The analogy of custodianship emphasizes the temporal aspect of the Law. Since the Torah is compared to a “custodian,” to say the heir is no longer under the custodian is to say the believer is no longer under the jurisdiction of the Mosaic legislation. If the Law was unable to acquit anyone before God, and if it was added after the “promise,” which it could not modify, what was the purpose of the legislation given at Mount Sinai?
Paul addresses this very question (“Why, then, the law?”). It was given to teach Israel that sin constitutes transgression of the expressed will of God. The Law was the “custodian” assigned to guard Israel until the promised "Seed" arrived. However, the custodial function was always temporary and provisional.
In Paul’s larger argument, the temporal aspect of the Law comes to the fore. It was given as an interim stage in God’s larger redemptive program. But with the arrival of the “Seed,” it reached its termination point and no longer had jurisdiction over who was in the covenant community and who was not. Paul then draws out the social implications of this change:
- (Galatians 3:26-29): “For you all are sons of God through the faith in Christ Jesus; For you, as many as into Christ have been baptized, have put on Christ. There cannot be Jew or Greek, there cannot be slave or free, there cannot be male and female, for all are one in Christ Jesus: Now, if you are of Christ, by consequence, you are Abraham’s seed, according to promise, heirs.”
To return to the custodianship of the Law is a regression to an earlier stage in the Divine plan of Redemption, one that was characterized by division between Jews and Gentiles, a barrier now eliminated by the death of Jesus.
This paragraph is pivotal to the Letter since it stresses the oneness of God's people.

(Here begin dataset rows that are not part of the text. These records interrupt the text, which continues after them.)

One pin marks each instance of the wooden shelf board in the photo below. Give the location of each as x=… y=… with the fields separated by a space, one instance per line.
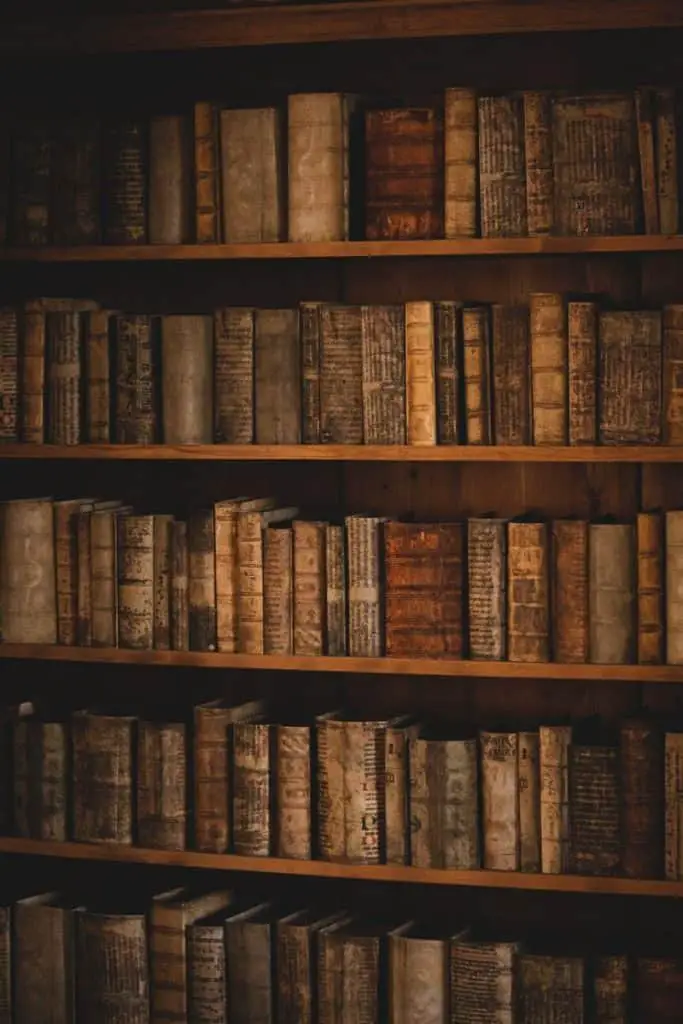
x=371 y=666
x=321 y=868
x=348 y=250
x=260 y=26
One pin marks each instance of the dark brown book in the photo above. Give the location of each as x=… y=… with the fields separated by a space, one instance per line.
x=424 y=590
x=631 y=378
x=404 y=174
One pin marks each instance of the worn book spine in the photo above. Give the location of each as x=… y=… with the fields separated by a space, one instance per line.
x=594 y=810
x=179 y=587
x=486 y=590
x=169 y=180
x=502 y=173
x=309 y=588
x=500 y=801
x=384 y=356
x=293 y=819
x=251 y=152
x=641 y=764
x=554 y=741
x=102 y=777
x=420 y=374
x=317 y=162
x=278 y=377
x=612 y=593
x=528 y=626
x=649 y=539
x=252 y=824
x=186 y=380
x=207 y=174
x=549 y=368
x=570 y=591
x=280 y=601
x=582 y=372
x=539 y=163
x=136 y=585
x=476 y=371
x=460 y=144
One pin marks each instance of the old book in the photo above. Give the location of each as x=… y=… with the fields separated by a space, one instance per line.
x=611 y=578
x=135 y=581
x=477 y=375
x=179 y=587
x=40 y=775
x=554 y=741
x=528 y=625
x=335 y=576
x=502 y=172
x=594 y=809
x=113 y=978
x=233 y=376
x=171 y=935
x=28 y=591
x=365 y=573
x=309 y=587
x=649 y=540
x=583 y=372
x=186 y=380
x=384 y=370
x=444 y=815
x=317 y=167
x=529 y=801
x=44 y=962
x=136 y=379
x=644 y=100
x=482 y=981
x=667 y=160
x=424 y=590
x=460 y=145
x=570 y=590
x=102 y=777
x=595 y=164
x=641 y=786
x=539 y=163
x=278 y=376
x=293 y=792
x=630 y=378
x=510 y=336
x=170 y=178
x=549 y=368
x=211 y=776
x=251 y=152
x=207 y=174
x=404 y=173
x=75 y=182
x=125 y=169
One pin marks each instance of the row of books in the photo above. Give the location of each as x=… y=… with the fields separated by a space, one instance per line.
x=556 y=799
x=500 y=165
x=247 y=577
x=223 y=956
x=553 y=372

The old social distinctions are wholly inappropriate now that the “promised seed” has arrived. To pressure other believers to pursue a Torah-observant lifestyle would rebuild the old and outdated barriers.
One function of the Law was to keep Israelites distinct from Gentiles, and this was by design. The arrival of Jesus meant there was a new basis for defining and delimiting the people of God.
Previously, uncircumcised Gentiles were outside the Abrahamic Covenant, and therefore, NOT “sons of God.” They could only become members of the covenant community by undergoing circumcision and otherwise adopting a Torah-observant lifestyle. Effectively, they ceased to be Gentiles and became Jews.
But the Law also distinguished between slaves and freemen, male and female. Women could not fulfill certain requirements of the Law or participate fully in corporate worship in the Temple because of periodic uncleanness from menstruation. Women were restricted to the Court of Women at a further distance from the presence of Yahweh. Religiously speaking, they were second-class citizens. To now embrace a Torah-observant lifestyle would reinstitute this inequity.
The clause, “you are all,” refers to Gentile and Jewish believers (“That the promise should be given to those who believe”). Before the coming of the “Seed,” all things were under confinement, both Jews and Gentiles. Now, both groups are no longer confined under sin or the Law, and both have become sons of God “through the faith of Christ Jesus.”
Several times in the Letter Paul emphasizes the word “all.” Both believing Jews and Gentiles have been made “sons of God” through their faith in Jesus. It is “in Christ” that believers become the true “sons of God” and “Abraham's seed, heirs according to promise.”
This does not mean that ethnicity and gender no matter in the daily lives of believers, but such distinctions are irrelevant to anyone’s standing before God or membership in His covenant community.